3.3. Database Models & Migrations

  • app/db/base.py: Defines a declarative base class for SQLAlchemy models.
  • app/models/order.py: The SQLAlchemy ORM model for the Order entity. It includes:

* Table name definition.

* Column definitions (e.g., id, item_name, quantity, status, created_at, updated_at).

* Relationships (if any, e.g., to a User or Product model, currently commented out or simple).

  • app/crud/orders.py: Contains Create, Read, Update, Delete (CRUD) operations for the Order model, abstracting database interactions.
  • app/db/alembic/versions/*.py: Alembic migration scripts. An initial migration is generated to create the orders table.
  • alembic.ini: Alembic configuration file.

Review & Action:

  • Review app/models/order.py and app/schemas/order.py to ensure the database model and API schemas are correctly aligned and meet your data requirements.
  • Modify app/models/order.py to add, remove, or change fields as necessary. After modification, generate new migration scripts using Alembic (e.g., docker-compose exec app alembic revision --autogenerate -m "Add new fields to Order").
  • Extend app/crud/orders.py with more complex query logic if needed.

3.4. Tests (Pytest)

  • tests/conftest.py: Pytest configuration and fixtures, including:

* Fixture for a test database session.

* Fixture for a FastAPI test client.

* Fixture for creating a clean test database for each run.

  • tests/api/test_orders.py: Contains unit and integration tests for the API endpoints.

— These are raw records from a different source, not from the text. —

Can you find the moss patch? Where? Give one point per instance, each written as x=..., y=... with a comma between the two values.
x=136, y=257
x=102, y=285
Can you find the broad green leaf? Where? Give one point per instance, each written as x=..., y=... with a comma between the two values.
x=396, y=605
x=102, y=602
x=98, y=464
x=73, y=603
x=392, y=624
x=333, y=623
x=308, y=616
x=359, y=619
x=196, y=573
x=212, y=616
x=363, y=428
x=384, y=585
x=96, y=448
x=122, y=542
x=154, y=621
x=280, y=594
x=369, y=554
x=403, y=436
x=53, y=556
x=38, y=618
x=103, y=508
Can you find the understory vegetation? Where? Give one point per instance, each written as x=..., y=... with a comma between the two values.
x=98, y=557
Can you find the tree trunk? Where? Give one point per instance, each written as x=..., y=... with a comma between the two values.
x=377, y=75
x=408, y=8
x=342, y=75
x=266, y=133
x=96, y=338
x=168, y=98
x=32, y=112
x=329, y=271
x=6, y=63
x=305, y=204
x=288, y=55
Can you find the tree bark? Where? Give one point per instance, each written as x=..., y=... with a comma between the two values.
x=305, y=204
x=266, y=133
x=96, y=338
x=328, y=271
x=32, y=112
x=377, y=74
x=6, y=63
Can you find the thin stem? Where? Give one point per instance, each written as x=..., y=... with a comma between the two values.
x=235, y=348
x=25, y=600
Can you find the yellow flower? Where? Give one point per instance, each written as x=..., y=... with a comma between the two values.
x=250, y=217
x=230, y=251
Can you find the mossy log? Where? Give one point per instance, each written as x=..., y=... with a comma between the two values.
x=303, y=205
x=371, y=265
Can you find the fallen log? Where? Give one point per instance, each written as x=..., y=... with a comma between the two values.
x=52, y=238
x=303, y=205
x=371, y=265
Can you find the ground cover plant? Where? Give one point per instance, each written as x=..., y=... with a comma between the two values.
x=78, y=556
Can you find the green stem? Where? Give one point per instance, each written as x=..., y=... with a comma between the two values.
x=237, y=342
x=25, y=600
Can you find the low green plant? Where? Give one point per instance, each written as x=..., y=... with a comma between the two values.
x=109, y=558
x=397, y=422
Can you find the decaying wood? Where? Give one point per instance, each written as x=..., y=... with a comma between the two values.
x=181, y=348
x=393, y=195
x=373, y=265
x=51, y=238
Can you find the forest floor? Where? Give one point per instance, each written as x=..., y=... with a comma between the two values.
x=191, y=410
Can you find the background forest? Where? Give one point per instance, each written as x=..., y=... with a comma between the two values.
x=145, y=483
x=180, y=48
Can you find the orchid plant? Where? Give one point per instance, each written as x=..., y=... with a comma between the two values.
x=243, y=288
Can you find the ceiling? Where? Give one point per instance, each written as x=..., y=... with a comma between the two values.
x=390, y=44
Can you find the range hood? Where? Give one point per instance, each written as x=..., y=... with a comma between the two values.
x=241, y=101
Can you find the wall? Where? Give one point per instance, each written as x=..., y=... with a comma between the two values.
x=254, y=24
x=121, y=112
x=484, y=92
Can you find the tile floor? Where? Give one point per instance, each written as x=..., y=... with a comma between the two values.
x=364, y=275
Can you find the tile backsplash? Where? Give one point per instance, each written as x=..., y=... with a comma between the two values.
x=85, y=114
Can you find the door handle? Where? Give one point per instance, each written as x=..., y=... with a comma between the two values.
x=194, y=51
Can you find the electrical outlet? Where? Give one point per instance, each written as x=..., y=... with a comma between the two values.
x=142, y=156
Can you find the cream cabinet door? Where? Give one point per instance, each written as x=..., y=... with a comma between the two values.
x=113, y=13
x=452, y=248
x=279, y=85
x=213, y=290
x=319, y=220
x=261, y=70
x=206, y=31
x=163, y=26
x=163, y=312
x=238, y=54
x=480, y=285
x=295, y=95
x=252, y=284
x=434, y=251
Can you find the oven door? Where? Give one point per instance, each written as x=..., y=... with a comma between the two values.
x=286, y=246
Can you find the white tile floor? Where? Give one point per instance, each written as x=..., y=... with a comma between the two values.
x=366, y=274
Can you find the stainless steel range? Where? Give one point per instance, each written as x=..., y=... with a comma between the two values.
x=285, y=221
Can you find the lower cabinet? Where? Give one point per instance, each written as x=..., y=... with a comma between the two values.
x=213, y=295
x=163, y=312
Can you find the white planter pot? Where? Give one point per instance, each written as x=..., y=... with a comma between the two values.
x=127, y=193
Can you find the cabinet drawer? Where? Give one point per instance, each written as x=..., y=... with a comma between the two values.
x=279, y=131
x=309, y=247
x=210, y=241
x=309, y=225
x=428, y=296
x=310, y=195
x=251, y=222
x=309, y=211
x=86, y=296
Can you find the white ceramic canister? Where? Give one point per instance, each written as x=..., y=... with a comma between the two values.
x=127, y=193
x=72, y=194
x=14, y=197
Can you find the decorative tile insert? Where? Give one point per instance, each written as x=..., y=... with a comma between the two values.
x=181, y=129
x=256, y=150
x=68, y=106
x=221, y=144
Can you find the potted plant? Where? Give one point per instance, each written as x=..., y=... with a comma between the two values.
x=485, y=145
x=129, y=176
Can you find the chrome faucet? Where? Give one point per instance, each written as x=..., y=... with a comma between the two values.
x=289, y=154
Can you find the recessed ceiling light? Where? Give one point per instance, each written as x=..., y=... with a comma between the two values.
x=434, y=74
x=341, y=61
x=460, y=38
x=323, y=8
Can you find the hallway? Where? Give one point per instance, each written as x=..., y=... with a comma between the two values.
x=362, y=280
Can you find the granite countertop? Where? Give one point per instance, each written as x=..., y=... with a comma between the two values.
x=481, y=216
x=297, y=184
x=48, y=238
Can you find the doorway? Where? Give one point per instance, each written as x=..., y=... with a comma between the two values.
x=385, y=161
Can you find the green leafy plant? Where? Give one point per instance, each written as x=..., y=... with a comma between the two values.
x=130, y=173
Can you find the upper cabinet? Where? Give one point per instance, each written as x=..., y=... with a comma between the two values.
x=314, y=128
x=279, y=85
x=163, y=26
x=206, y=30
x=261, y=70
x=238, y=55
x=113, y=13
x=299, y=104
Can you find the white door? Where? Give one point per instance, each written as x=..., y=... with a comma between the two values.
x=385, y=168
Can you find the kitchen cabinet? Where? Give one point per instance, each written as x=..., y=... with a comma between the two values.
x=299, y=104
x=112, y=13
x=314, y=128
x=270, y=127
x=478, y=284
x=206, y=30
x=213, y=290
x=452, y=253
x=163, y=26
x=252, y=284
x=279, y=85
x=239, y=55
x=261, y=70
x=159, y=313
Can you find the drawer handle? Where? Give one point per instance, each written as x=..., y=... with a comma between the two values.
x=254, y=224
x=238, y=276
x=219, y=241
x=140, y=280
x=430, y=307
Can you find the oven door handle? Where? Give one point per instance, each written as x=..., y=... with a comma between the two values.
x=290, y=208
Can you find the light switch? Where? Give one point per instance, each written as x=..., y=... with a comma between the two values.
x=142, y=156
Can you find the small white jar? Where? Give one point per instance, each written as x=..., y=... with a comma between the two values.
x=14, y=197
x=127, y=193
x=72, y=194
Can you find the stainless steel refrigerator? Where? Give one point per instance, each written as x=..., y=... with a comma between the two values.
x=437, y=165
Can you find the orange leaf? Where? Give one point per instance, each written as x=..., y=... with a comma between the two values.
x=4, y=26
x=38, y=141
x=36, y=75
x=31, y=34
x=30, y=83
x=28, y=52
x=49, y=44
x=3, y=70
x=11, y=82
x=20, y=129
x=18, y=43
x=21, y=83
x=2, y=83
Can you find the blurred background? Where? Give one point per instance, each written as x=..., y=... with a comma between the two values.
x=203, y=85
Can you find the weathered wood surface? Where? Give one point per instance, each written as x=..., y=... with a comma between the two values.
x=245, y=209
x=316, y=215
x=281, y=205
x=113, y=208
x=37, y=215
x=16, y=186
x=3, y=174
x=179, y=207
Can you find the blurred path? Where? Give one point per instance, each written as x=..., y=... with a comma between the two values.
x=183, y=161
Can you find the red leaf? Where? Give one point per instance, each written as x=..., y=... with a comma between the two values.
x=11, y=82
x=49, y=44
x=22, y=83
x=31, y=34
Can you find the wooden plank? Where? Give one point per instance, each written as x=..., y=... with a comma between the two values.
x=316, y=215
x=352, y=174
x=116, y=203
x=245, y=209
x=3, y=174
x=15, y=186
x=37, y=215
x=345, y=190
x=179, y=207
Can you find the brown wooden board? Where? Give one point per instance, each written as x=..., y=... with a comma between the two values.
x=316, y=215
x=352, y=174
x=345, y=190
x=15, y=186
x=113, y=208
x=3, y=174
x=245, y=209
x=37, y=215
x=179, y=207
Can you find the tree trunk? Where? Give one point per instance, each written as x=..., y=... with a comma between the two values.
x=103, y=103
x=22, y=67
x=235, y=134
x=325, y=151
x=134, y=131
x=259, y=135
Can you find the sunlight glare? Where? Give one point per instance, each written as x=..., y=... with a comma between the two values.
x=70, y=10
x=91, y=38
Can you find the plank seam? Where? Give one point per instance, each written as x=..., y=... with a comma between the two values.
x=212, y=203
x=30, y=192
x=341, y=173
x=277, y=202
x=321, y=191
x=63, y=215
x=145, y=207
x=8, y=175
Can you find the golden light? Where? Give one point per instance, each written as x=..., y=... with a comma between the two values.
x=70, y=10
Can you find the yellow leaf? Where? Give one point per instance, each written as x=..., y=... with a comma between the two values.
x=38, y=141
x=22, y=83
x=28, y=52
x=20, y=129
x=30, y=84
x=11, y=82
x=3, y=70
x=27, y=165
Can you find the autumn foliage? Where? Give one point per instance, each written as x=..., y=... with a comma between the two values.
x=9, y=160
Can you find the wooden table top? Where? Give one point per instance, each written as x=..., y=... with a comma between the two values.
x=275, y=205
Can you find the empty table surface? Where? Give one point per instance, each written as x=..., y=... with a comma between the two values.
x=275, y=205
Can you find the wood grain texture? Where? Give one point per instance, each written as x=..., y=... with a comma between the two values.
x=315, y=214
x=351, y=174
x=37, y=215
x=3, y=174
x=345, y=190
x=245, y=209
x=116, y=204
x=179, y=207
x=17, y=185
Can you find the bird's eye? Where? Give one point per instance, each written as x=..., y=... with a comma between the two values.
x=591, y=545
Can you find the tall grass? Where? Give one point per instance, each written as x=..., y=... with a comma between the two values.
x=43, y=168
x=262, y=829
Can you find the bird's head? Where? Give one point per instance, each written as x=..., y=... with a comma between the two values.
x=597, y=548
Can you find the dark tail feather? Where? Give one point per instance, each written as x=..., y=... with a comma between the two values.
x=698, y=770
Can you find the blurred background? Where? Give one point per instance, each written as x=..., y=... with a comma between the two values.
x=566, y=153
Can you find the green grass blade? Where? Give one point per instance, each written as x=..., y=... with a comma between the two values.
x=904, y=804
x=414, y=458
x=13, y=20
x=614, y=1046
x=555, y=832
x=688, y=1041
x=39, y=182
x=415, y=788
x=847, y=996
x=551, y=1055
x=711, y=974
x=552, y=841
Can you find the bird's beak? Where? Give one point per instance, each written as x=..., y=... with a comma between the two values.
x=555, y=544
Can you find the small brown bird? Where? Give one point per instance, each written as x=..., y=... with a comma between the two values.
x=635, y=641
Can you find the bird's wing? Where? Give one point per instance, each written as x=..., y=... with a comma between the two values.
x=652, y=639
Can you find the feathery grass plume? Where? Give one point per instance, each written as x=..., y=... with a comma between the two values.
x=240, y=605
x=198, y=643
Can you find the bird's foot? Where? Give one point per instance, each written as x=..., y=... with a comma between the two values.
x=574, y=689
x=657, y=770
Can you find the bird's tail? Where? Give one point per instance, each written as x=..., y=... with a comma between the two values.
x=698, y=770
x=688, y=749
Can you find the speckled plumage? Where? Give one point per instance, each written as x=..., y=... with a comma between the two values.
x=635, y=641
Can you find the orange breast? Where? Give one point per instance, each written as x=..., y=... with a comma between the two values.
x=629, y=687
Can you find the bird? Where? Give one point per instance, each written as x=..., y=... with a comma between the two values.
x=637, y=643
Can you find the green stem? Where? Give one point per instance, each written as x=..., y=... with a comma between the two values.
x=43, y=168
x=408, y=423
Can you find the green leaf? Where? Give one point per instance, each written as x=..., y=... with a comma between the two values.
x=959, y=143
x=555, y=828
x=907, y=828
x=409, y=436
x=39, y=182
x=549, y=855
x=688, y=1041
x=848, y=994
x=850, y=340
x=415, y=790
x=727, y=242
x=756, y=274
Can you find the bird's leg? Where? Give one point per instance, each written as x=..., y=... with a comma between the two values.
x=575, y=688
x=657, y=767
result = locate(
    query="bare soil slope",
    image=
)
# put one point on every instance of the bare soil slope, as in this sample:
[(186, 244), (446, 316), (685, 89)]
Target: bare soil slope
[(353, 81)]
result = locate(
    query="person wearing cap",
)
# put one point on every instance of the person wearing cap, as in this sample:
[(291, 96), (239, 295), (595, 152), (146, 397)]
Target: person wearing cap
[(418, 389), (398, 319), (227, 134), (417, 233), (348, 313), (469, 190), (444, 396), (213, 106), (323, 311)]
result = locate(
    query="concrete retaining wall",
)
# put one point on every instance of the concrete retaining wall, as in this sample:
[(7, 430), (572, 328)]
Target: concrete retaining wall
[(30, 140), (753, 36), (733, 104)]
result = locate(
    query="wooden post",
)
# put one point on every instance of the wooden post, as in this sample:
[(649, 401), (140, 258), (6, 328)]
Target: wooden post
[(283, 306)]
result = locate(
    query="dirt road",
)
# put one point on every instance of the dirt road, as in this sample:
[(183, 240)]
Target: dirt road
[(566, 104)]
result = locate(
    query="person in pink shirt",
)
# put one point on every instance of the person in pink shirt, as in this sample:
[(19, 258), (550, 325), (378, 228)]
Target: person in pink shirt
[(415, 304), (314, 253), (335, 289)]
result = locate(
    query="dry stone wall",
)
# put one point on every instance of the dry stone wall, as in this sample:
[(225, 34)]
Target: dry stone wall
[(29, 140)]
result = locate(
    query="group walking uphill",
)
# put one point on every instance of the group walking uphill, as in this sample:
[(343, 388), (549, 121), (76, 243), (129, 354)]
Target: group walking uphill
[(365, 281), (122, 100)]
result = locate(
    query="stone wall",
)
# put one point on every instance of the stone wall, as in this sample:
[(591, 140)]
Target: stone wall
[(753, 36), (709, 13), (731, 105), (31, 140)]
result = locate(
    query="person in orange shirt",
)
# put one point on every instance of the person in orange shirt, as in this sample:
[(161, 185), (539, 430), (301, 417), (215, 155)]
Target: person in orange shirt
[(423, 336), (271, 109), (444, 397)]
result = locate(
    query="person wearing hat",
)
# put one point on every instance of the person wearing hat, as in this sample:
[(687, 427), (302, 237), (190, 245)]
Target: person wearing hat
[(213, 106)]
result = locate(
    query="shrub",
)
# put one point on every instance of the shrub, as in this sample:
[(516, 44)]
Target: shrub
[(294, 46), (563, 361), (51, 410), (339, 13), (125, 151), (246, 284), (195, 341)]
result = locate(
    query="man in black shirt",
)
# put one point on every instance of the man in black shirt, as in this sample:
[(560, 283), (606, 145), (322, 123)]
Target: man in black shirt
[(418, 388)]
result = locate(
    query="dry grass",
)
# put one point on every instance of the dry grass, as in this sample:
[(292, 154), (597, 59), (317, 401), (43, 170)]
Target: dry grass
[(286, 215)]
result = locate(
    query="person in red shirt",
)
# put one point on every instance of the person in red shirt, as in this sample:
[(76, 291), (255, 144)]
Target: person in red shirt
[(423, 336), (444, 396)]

* Examples include testing POST, GET, PUT, DELETE operations, verifying status codes and response payloads.

  • tests/crud/test_orders_crud.py: Contains tests specifically for the CRUD operations in app/crud/orders.py, ensuring database interactions work as expected.

Review & Action:

  • Run the existing tests to confirm everything is set up correctly.
  • As you modify API endpoints or database models, remember to update and add new tests to maintain comprehensive test coverage.
  • Consider adding more complex scenarios, edge cases, and negative tests.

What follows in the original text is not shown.